Lazarus is the first two-act work to enter the Ailey repertoire; Cal Performances was one of the commissioning organizations for Rennie Harris’ intense portrait of African-American experience. Harris currently is artist-in-residence at the Alvin Ailey Company’s 78,000 square foot headquarters in New York City, its 16 studios proudly mentioned by artistic director Robert Battles.

With knowledge of African-American life after the Civil War and Reconstruction, James Clofelt’s murky lighting was an apt setting for the stylized depiction of what has been endured. Lazurus is a collective portrait, not the lone individual of the New Testament.

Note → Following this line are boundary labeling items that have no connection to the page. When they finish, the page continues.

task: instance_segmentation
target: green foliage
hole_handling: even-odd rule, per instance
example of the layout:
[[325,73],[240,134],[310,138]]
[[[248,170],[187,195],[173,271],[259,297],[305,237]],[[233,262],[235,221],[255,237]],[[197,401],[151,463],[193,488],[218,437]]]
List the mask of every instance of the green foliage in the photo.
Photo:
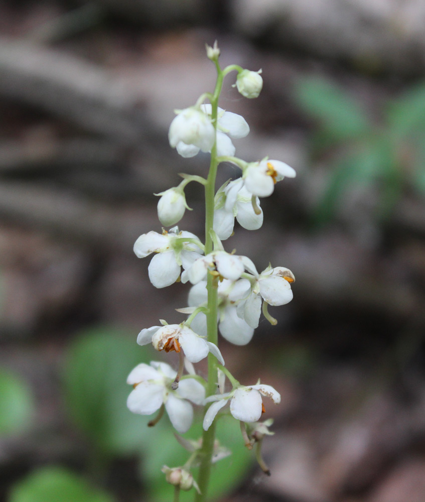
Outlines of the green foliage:
[[33,472],[15,484],[8,502],[112,502],[107,493],[58,467]]
[[0,371],[0,434],[18,432],[28,427],[33,411],[27,386],[12,373]]
[[65,396],[76,423],[104,454],[131,453],[143,443],[140,417],[126,401],[130,371],[150,353],[134,337],[97,327],[81,334],[69,347],[64,375]]
[[[148,423],[153,416],[134,415],[127,409],[126,401],[131,390],[125,383],[128,374],[140,362],[156,358],[157,354],[153,357],[146,347],[140,349],[135,345],[134,338],[110,328],[96,328],[81,333],[68,351],[64,373],[65,397],[76,423],[96,447],[92,452],[98,457],[92,459],[94,464],[104,463],[105,455],[107,460],[113,455],[138,454],[143,467],[140,477],[152,499],[168,502],[172,497],[173,488],[166,482],[161,467],[165,464],[170,467],[183,465],[190,454],[174,437],[174,430],[167,414],[154,428],[150,428]],[[198,424],[186,435],[195,439],[202,436],[202,421],[200,417],[198,418]],[[232,417],[221,418],[217,431],[221,444],[232,454],[213,467],[212,500],[240,482],[254,457],[254,454],[244,446],[239,423]],[[231,476],[228,475],[229,469]],[[180,500],[185,502],[193,496],[193,490],[183,492]],[[74,499],[81,502],[79,499]],[[17,499],[16,502],[21,499]]]
[[425,83],[387,103],[379,122],[323,79],[303,79],[295,92],[300,107],[318,122],[312,152],[326,156],[330,168],[317,223],[332,218],[354,185],[378,189],[381,217],[391,213],[406,186],[425,195]]

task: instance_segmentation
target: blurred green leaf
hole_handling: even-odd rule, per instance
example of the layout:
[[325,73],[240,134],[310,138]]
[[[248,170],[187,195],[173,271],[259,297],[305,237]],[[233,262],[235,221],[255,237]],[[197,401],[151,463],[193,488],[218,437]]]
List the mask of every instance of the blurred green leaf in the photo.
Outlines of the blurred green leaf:
[[[397,136],[425,132],[425,83],[410,88],[387,107],[389,128]],[[423,140],[422,140],[423,141]]]
[[[164,420],[150,430],[141,472],[148,484],[152,499],[155,502],[169,502],[172,498],[173,488],[166,482],[161,467],[164,464],[172,467],[183,465],[190,454],[177,442],[173,435],[173,429]],[[185,437],[198,439],[202,435],[200,420]],[[213,464],[208,489],[208,499],[211,500],[216,500],[234,489],[242,482],[248,468],[255,461],[254,451],[248,451],[245,447],[239,423],[232,417],[224,416],[220,419],[217,423],[216,437],[220,444],[228,448],[232,454]],[[161,445],[161,448],[158,447],[159,445]],[[258,469],[259,471],[259,467]],[[197,469],[193,469],[193,472],[196,479]],[[192,500],[194,490],[192,488],[187,492],[181,492],[181,502]]]
[[350,186],[366,186],[378,179],[392,180],[394,155],[389,139],[382,136],[371,138],[346,157],[334,161],[326,189],[315,210],[315,223],[322,224],[334,216],[341,197]]
[[65,398],[77,424],[98,448],[111,454],[133,452],[143,442],[140,417],[127,408],[130,371],[151,353],[135,336],[108,328],[87,330],[69,347]]
[[418,142],[413,165],[413,188],[422,195],[425,195],[425,142]]
[[29,425],[33,412],[28,387],[12,373],[0,371],[0,434],[22,430]]
[[107,493],[65,469],[45,467],[12,488],[8,502],[112,502]]
[[305,77],[298,81],[295,93],[299,105],[320,122],[329,142],[364,136],[371,129],[358,103],[324,79]]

The humiliation, the helpless situations were depicted in stage patterns of horizontal progressions and diagonal agonies from both upper stage right and left. Initially, the men on stage are stripped to the waist and the women dressed in white, clear reference to field hands and houswork in white homes. A man would step forward from the crouching group only to crumble slowly or to twist as if shot and in some instances to stand with head and neck as if having been hung. Groups would lie on the floor in the murky light, their arms waving patterns as those fated figures emerged. The sense of inexorable oppression was conveyed in seemingly random patterns, overwhelming, hopeless. Intermission was welcome.

Act II in contrast was intricate in foot work, fast, sassy with the fifteen person cast exemplifying the life and highly individual nature personality can possesses, given half a chance, moving to what Carlos Carvajal mentioned were samba rhythms. Plus the fact that the Ailey enjoys some tall, beautifully muscled men to take one’s breath away marked the contrast to Act I even though there these dancers also suffered and crumbled. The principal dancers were Daniel Harder, Jeroboam Vozeman, Jamar Roberts and Hope Boykin, Sarah Daley-Perdomo, Jacqueline Green, Jacquelin Harris.

Closing the evening was Alvin Ailey’s Revelations; first performed 48 years ago (1960). It is as iconic a work for the Ailey as Serenade is to the Balanchine tradition. The company displayed its energy in celebration with a smoothness inevitable with company members belonging to the third generation of dancers bearing the Ailey banner to audiences. Associate Artistic Director Masazuni Chaya is the remaining company member from Ailey’s life time; thirteen dancers represent the Jamison era with Matthew Rushing, the rehearsal director. Fourteen artists have arrived since Robert Battle commenced artistic direction in 2011.

Revelations has lost little of its infectious quality though the artists now are more concerned with fine tuning the choreography than the assertion predating the Civil Rights movement. Still, heaven knows, Black Lives Matter is today’s challenge to remaining inequities.

But for the Alvin Ailey American Dance Company audience Tuesday, April 9, all that mattered was the energy and art we witnessed in all its abundance.